In 2018, the Texans went 11-5 with Hopkins, Clowney, Watson and J.J. Watt leading an otherwise ordinary roster before O'Brien became team emperor. Last year, they went 10-6 with Hopkins, Watson and Watt leading the charge. This year, they are down to Watson and Watt, with no first-round pick thanks to Tunsil.
What happens if Tunsil begins exercising his leverage as the player O'Brien mortgaged the future for? What happens if the Watson contract situation turns into something Dak Prescott-like? Will O'Brien trade them both in a fit of pique for middle-round picks and spare parts? Could Watt lead the Texans to a 9-8 record and the seventh wild-card slot (see how seamlessly we adjusted to the new CBA rules?) supported by nobody but running backs named D. Johnson?
DeAndre Hopkins has more than 1,000 receiving yards in five of his seven NFL seasons and missed only two games in his career.
DeAndre Hopkins has more than 1,000 receiving yards in five of his seven NFL seasons and missed only two games in his career.Reed Hoffmann/Associated Press/Associated Press
Even O'Brien cannot be so shortsighted that he would continue dealing away assets for pennies on the dollar.
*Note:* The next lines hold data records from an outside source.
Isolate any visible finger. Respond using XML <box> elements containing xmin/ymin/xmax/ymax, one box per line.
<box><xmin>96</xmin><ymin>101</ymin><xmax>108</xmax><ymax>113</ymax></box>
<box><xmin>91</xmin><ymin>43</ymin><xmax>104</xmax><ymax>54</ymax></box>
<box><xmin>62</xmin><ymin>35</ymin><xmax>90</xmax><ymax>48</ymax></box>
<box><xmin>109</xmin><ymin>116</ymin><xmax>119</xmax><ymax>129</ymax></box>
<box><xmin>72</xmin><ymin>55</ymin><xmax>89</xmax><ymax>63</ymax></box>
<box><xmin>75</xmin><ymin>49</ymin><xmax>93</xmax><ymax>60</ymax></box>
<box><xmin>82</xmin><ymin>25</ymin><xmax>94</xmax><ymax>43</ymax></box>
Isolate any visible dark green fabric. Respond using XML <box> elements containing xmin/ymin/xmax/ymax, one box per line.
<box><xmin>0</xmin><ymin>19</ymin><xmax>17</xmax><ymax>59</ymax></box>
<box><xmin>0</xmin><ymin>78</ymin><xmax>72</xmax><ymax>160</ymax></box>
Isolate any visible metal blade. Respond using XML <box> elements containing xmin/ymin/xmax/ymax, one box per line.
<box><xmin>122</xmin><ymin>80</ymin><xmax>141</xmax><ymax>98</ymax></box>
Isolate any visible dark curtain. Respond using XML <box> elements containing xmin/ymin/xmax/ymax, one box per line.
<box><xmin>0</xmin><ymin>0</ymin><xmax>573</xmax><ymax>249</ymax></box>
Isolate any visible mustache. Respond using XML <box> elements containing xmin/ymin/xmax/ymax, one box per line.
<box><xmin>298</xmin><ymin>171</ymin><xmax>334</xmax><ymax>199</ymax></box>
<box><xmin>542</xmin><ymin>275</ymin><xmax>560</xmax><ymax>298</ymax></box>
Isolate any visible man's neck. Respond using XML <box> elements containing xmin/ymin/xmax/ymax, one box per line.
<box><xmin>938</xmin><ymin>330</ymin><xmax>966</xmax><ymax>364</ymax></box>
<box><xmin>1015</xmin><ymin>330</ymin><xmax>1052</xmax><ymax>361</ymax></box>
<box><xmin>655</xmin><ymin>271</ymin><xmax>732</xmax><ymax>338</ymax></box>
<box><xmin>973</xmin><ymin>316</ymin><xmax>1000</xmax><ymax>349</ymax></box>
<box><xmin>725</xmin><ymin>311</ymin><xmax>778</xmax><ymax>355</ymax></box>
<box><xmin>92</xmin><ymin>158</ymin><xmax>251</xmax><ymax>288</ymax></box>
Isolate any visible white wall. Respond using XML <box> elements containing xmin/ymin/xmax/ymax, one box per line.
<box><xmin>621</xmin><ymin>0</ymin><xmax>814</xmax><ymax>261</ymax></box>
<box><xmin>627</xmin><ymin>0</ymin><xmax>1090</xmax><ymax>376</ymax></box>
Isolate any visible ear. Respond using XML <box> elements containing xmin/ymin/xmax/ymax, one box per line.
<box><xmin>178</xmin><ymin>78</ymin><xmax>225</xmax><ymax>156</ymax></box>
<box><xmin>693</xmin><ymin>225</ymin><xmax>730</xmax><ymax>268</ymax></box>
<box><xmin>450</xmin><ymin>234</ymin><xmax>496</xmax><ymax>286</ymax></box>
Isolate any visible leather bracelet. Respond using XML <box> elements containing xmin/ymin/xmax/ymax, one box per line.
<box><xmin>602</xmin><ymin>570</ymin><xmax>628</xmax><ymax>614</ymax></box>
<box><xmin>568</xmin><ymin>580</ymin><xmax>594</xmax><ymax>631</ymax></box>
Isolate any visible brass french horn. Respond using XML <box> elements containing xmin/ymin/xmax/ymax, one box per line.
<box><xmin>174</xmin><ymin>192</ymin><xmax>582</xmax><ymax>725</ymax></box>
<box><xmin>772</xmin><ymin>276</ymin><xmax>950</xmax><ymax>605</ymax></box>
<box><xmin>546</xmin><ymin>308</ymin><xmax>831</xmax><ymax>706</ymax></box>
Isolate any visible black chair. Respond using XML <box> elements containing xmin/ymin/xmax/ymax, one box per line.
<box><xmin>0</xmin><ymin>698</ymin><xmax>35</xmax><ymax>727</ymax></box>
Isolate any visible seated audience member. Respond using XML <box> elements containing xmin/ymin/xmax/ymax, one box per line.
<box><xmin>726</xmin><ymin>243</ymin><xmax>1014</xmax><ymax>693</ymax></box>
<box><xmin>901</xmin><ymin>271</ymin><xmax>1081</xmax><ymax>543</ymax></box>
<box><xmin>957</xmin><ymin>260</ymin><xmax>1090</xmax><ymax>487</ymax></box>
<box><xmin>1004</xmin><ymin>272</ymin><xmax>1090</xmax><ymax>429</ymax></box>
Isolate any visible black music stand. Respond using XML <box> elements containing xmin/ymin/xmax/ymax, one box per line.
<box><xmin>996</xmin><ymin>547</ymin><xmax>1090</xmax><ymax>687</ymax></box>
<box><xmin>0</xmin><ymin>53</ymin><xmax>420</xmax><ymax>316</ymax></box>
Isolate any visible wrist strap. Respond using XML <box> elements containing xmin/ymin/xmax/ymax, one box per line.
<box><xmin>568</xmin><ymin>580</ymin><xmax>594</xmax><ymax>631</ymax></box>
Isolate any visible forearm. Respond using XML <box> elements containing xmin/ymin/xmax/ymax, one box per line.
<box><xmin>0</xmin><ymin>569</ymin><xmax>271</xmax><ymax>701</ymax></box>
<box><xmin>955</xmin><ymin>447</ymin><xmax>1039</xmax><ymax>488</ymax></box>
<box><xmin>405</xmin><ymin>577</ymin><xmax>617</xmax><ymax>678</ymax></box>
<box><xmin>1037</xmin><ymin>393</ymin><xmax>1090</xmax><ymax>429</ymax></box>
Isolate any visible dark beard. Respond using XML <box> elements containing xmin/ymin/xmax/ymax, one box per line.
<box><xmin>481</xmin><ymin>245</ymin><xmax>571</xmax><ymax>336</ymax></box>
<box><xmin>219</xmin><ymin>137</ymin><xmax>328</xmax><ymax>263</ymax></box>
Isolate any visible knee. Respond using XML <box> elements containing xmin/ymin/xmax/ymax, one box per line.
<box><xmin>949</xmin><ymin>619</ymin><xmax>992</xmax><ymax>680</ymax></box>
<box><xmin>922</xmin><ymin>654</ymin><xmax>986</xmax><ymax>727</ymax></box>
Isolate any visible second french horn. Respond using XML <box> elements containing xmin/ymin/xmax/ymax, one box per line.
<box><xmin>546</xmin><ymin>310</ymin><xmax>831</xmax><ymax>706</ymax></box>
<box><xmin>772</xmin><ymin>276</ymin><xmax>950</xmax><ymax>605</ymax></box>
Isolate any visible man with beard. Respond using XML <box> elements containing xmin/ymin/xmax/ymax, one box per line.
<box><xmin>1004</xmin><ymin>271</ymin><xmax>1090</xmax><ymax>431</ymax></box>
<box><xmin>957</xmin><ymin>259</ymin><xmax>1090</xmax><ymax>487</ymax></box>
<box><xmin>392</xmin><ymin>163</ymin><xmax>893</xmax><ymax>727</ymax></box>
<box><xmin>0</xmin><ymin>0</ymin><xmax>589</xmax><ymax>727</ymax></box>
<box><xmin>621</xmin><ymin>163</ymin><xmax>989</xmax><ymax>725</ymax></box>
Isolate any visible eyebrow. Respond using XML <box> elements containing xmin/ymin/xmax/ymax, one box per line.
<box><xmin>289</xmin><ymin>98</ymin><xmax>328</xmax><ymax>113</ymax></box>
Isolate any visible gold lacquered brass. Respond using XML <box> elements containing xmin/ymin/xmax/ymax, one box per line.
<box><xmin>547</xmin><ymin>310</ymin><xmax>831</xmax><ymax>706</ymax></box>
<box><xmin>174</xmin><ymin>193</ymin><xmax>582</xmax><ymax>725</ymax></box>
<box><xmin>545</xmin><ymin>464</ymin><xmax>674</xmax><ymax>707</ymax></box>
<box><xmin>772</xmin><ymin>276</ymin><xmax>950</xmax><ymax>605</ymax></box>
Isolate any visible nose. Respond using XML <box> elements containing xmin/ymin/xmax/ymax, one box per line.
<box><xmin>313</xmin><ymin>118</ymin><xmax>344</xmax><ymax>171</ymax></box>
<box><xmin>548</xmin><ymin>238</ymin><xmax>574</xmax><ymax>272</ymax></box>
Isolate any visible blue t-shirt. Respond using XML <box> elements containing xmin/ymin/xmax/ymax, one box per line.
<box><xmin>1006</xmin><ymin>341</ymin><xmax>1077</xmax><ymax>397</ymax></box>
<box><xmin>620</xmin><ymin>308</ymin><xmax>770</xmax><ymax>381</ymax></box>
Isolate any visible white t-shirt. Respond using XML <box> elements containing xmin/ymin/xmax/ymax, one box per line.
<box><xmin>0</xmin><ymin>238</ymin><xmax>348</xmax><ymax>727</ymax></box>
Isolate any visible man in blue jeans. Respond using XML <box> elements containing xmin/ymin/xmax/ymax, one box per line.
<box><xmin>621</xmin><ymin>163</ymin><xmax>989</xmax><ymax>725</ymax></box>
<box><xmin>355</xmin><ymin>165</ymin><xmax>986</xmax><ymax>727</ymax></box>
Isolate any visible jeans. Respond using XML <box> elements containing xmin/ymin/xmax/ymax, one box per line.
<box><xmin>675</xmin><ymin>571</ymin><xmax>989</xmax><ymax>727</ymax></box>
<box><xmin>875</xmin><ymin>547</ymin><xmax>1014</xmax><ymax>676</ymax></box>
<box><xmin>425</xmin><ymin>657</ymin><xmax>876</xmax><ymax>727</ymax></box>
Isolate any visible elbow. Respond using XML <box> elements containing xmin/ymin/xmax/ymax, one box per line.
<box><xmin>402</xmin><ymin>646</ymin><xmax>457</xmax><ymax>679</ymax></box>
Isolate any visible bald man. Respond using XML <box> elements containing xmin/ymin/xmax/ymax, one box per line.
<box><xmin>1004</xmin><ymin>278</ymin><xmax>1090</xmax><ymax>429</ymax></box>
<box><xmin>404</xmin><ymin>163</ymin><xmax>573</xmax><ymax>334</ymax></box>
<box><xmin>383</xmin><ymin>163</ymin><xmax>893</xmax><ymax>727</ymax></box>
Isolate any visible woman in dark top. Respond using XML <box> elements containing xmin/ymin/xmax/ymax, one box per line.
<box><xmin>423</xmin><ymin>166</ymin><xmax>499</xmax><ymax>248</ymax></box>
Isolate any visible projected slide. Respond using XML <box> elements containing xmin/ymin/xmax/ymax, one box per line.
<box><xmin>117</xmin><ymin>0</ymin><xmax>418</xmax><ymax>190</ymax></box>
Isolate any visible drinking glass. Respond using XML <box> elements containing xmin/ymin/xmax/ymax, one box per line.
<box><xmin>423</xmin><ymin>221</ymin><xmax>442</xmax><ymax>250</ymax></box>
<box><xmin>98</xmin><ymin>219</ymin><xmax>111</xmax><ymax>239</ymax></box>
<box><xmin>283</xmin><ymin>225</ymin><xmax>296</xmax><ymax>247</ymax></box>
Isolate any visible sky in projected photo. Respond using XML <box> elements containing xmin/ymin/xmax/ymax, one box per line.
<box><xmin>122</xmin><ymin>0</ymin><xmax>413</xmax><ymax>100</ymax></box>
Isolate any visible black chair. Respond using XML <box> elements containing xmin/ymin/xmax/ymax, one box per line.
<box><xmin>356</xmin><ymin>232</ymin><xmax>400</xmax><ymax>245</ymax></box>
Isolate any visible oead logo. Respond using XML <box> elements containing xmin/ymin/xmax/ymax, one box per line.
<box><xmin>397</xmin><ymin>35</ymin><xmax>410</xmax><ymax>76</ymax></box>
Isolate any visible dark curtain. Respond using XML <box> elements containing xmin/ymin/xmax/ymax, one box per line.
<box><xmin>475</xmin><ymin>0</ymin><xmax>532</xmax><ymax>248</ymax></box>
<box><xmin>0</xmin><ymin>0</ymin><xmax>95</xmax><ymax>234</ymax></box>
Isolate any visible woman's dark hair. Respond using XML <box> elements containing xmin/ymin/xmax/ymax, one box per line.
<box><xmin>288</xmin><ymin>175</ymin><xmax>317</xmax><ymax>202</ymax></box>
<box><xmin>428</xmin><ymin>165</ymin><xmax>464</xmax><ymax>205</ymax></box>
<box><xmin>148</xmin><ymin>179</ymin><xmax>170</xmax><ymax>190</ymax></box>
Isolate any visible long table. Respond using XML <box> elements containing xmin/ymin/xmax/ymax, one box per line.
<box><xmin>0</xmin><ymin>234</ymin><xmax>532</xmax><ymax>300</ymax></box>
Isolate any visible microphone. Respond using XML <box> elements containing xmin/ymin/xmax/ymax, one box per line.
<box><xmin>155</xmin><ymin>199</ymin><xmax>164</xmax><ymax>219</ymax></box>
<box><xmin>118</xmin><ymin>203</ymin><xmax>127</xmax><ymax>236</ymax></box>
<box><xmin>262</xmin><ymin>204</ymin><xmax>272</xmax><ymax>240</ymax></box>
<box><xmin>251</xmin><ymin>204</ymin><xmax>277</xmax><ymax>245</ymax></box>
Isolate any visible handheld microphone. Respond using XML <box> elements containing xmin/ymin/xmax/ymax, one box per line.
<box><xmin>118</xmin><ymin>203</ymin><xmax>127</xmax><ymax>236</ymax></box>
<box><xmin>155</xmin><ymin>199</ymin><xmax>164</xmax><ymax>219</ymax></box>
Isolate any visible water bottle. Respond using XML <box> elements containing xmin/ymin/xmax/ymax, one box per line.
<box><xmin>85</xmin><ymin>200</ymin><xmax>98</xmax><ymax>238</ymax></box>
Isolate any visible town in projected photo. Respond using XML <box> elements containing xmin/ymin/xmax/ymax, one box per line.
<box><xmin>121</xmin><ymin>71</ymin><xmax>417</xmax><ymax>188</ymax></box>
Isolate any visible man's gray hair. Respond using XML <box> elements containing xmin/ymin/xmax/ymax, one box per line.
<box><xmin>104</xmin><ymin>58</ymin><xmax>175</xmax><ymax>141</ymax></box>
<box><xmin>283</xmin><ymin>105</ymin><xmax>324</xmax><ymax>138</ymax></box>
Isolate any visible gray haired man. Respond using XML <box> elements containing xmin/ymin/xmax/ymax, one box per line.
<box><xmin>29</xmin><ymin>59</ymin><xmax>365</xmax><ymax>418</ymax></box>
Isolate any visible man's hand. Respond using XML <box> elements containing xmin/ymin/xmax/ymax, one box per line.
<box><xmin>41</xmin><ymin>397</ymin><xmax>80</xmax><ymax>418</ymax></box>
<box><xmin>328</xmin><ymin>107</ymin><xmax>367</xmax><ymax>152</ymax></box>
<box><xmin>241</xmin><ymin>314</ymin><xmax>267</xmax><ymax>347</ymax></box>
But the Texans are clearly an organization with no plan whatsoever, and O'Brien doesn't appear to realize just how hard it is to replace talent like Hopkins and Clowney. Hopkins was nearly irreplaceable for a playoff team with no other top-tier offensive weapons and no first-round pick with which to grab one. He knew it. We knew it. O'Brien didn't. 
The Texans finished 4-12 in 2017, but they bounced back quickly in 2018 thanks to the healthy returns of Watson and Watt. They're one misstep or bad break away from another pratfall, this time without returning superstars to cushion the blow or a first-round pick as a consolation prize.
O'Brien won't survive a season like that. He may be the coach, general manager and everything else, but the McNair family still owns the team, and he must realize that O'Brien is burning resources just to keep the team at the playoff also-ran level. The Texans are now running out of resources, too.
So don't worry, Bill O'Brien: Pretty soon, you won't have to listen to a player's contract demands ever again.